The pride is a lion with no teeth
Yet, do we keep him in a kennel dark?
Indeed, we keep him rounded by our teeth
We wear it on our sleeve when we bark
The dynamic verve of the life slith’rs
The tongue twists silly, the stark a quirk
And hiding in the murk, it wrings one’s with’rs
The life, you see, leaks through the gaps of fing’rs
The pride is a lion with no with’rs
In berserk with pain, the pride sliv’rs
The hearts and souls and every righteous mind
Surrounded us: And we walk with fake silv’rs
The pride is a lion with no friend
The pride is a lion like a dark fiend
Withers – the highest part of the back at the base of the neck of a horse, cow,sheep, etc.
Idiom: wrings one’s withers – to cause one anxiety or trouble:
eg; The long involved lawsuit is wringing his withers.
Terza rima is composed of tercets woven into a rhyme scheme that requires the end-word of the second line in one tercet to supply the rhyme for the first and third lines in the following tercet. Thus, the rhyme scheme (aba, bcb, cdc, ded) continues through to the final stanza or line.

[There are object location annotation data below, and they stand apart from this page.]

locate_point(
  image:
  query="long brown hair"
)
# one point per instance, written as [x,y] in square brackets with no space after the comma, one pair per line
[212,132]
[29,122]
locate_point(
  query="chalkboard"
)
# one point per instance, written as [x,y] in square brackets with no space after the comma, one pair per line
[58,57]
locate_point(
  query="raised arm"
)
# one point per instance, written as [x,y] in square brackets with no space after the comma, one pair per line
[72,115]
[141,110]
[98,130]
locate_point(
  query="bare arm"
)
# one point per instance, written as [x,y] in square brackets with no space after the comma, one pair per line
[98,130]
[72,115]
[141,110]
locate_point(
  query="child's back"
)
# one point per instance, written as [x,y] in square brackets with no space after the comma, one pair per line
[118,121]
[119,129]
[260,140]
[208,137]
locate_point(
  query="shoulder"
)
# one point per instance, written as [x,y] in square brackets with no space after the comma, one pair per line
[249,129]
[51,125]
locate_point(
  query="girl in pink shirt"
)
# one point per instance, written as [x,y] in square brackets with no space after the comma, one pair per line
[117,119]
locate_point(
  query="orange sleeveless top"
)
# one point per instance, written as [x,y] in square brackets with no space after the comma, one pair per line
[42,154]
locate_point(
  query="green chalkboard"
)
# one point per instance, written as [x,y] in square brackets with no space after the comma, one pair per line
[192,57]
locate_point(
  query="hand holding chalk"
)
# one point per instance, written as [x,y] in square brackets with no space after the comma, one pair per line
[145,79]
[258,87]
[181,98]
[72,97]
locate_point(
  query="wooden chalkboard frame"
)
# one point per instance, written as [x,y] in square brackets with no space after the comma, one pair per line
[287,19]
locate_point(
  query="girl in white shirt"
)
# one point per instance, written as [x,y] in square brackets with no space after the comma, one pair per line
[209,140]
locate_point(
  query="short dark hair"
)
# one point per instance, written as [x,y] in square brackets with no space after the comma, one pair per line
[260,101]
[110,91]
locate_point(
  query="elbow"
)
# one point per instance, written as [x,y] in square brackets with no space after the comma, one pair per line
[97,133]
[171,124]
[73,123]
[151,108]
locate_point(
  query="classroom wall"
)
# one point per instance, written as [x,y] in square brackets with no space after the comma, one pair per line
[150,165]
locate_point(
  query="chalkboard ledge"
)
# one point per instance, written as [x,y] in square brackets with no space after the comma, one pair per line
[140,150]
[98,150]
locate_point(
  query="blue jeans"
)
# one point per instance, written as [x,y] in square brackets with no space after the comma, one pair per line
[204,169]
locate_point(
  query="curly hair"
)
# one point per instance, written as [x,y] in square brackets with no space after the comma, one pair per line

Terza rima is typically written in an iambic line, and in English, most often in iambic pentameter. If another line length is chosen, such as tetrameter, the lines should be of the same length. There are no limits to the number of lines a poem composed in terza rima may have.
“Terza Rima Sonnet,” is Terza Rima in which the final stanza comes in couplet form.
In this poem I couldn’t follow the iambic pentameter strictly in all lines, which makes it imperfect one in this form, but otherwise the structure is followed.